Não resisti e meti-me na conversa. E às outras, não comparecera? Claro que sim. A todas. Mas sempre anulava o voto. Porém - e sua voz vibrava de orgulho e felicidade ao dizê-lo - na da véspera ela havia votado tanto para prefeito quanto para vereador.

Com muito tato fiz fluir a conversa para me certificar do que já desconfiara. Se o voto lhe dava tanta satisfação, por que ela sempre o anulara? É que, disse ela, desta vez foi mais fácil. Bastou "apertar os números". E isto ela bem sabia fazer.

Não foi difícil concluir que até então seu voto era anulado por vergonha. Iletrada, provavelmente semi-analfabeta, era-lhe penoso até mesmo rabiscar na cédula os números dos candidatos escolhidos. Vontade, sempre teve. Mas o receio de cometer um erro e, sobretudo, a vergonha de vê-lo exposto ao público por alguma artimanha que ela não sabia precisar qual fosse mas que temia, sempre a havia impedido de votar. Desta vez, no entanto foi diferente. Votou graças à informatização da eleição.
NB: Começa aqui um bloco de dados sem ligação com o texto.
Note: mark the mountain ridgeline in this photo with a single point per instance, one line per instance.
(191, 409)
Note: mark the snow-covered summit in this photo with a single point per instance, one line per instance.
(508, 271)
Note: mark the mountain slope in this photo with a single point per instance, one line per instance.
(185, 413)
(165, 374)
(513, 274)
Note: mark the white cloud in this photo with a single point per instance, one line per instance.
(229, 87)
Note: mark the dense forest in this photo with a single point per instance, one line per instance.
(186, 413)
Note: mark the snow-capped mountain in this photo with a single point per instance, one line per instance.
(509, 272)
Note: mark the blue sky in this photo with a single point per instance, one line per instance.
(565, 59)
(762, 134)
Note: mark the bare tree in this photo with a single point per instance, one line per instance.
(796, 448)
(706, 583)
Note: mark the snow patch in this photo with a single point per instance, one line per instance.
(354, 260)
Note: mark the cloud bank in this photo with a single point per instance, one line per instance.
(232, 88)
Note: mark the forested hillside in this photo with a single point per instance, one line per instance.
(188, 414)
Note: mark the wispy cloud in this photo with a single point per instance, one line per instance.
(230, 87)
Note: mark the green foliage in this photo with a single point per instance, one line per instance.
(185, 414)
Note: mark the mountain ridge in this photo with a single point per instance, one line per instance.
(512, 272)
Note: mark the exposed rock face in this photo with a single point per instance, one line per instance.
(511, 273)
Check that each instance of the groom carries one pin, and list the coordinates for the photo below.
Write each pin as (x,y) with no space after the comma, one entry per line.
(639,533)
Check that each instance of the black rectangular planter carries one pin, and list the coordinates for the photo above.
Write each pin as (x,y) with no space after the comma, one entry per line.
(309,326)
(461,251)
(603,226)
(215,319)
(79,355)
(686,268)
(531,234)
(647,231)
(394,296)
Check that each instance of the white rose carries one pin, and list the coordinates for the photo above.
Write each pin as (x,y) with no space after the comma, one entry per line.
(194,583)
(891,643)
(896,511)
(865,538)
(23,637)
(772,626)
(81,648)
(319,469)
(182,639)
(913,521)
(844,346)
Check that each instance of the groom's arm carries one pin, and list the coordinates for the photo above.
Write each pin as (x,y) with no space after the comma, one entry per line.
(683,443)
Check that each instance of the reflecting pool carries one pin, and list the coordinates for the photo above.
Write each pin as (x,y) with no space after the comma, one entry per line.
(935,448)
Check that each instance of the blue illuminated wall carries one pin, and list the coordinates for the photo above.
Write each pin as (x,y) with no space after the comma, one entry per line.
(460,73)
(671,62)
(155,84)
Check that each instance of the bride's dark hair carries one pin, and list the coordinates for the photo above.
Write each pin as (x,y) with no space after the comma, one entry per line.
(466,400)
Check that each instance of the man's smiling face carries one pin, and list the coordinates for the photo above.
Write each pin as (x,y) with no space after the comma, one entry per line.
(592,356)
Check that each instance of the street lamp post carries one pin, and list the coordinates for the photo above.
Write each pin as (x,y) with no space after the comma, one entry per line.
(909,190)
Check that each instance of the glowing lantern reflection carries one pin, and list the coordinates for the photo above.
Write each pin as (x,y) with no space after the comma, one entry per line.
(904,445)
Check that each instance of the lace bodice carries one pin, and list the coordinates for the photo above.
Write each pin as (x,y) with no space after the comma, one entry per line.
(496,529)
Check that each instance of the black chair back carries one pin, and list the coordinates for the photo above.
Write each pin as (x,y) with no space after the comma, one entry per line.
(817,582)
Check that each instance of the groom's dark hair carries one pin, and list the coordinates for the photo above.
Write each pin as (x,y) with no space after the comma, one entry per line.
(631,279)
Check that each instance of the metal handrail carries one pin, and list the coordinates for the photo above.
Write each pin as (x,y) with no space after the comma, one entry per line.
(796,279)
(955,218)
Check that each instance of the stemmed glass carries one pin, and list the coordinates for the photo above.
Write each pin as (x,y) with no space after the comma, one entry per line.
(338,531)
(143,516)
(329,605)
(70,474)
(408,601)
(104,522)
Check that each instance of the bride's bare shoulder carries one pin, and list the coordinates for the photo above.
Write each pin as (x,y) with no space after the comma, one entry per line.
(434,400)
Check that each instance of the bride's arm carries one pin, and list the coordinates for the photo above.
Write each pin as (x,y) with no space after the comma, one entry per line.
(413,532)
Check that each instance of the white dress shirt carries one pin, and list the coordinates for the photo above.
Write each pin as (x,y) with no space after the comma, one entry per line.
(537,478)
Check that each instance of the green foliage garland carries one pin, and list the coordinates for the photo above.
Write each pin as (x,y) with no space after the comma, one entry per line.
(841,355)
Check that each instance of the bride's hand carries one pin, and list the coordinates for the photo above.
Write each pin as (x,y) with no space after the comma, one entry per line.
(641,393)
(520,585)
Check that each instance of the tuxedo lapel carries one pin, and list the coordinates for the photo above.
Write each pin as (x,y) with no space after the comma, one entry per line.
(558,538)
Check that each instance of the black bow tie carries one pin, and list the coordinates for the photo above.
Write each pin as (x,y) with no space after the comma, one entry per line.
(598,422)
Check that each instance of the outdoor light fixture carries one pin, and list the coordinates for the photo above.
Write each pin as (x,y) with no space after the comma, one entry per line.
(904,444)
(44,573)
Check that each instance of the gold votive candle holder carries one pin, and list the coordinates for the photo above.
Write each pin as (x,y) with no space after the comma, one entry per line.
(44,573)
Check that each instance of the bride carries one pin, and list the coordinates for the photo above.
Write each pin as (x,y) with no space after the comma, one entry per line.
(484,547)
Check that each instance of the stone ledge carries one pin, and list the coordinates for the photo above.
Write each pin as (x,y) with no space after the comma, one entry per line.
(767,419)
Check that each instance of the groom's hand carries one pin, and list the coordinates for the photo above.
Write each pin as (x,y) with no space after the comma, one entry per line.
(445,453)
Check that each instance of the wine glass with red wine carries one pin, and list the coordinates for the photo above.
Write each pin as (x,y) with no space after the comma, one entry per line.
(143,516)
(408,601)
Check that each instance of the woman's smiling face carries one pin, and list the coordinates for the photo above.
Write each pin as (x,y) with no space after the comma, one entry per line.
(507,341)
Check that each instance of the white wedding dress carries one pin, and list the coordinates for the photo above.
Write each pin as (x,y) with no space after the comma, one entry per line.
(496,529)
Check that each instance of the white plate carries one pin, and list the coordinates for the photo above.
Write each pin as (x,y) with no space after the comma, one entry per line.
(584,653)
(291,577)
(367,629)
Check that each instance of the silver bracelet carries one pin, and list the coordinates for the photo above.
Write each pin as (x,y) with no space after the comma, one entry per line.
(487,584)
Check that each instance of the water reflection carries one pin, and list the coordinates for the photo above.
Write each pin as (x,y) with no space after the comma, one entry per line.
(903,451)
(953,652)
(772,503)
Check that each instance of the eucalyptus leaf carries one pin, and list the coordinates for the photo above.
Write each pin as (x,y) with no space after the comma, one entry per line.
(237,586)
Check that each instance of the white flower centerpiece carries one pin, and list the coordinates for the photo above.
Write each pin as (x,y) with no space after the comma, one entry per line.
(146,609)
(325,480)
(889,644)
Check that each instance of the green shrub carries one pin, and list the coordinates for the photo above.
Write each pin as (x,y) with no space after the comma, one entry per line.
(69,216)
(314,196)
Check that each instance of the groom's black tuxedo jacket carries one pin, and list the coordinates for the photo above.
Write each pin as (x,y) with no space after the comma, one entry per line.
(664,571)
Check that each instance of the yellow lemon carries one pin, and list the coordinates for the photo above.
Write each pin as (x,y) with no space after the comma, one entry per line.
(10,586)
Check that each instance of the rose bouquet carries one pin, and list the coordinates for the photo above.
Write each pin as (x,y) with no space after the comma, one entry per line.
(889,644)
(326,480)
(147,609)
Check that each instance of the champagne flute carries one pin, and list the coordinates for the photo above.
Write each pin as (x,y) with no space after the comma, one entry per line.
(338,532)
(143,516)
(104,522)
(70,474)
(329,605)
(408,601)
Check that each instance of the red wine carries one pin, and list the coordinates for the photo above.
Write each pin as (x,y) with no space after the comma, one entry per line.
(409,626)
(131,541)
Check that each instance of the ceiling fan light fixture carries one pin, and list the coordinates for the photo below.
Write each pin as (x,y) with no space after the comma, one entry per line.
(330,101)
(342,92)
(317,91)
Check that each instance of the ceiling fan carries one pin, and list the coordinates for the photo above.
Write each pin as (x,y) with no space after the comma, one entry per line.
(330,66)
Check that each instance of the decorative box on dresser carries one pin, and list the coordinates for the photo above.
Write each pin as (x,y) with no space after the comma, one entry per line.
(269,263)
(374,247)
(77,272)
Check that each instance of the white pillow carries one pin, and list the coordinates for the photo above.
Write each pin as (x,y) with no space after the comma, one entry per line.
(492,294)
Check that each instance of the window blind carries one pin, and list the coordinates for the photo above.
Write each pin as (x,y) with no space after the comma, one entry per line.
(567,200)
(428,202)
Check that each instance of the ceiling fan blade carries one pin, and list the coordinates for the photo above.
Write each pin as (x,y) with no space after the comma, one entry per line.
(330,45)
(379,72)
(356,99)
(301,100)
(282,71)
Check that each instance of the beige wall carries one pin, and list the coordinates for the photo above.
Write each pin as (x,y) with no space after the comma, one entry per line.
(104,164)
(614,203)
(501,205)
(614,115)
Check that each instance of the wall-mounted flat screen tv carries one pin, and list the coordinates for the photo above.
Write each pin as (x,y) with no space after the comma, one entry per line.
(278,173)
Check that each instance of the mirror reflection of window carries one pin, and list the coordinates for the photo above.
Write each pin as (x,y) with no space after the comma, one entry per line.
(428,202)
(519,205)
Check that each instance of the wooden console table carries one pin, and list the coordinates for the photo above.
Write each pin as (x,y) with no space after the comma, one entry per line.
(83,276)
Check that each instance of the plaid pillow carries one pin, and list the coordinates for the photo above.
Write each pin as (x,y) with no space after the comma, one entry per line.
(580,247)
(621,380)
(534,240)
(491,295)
Como ela, imagino, um número significativo de eleitores que agiam da mesma forma pelas mesmas razões pôde, afinal, exercer a plenitude de sua cidadania e votar. Não sei se os responsáveis pela informatização das eleições imaginaram que, entre os muitos benefícios que ela traria, incluía-se este. Provavelmente não, já que não vi menção a ele nas muitas coisas que li e ouvi sobre a informatização das eleições.

Mas asseguro que mesmo que nenhum outro objetivo houvesse sido atingido - o que não é verdade, pois salvo pequenas e esperadas falhas aqui e ali todo o processo foi muito bem sucedido - somente por este já teria valido a pena. Garanto.

Com a certeza de quem viu - e se comoveu com - o brilho do olhar daquela senhora humilde, repleto de felicidade por lhe terem, afinal, permitido votar.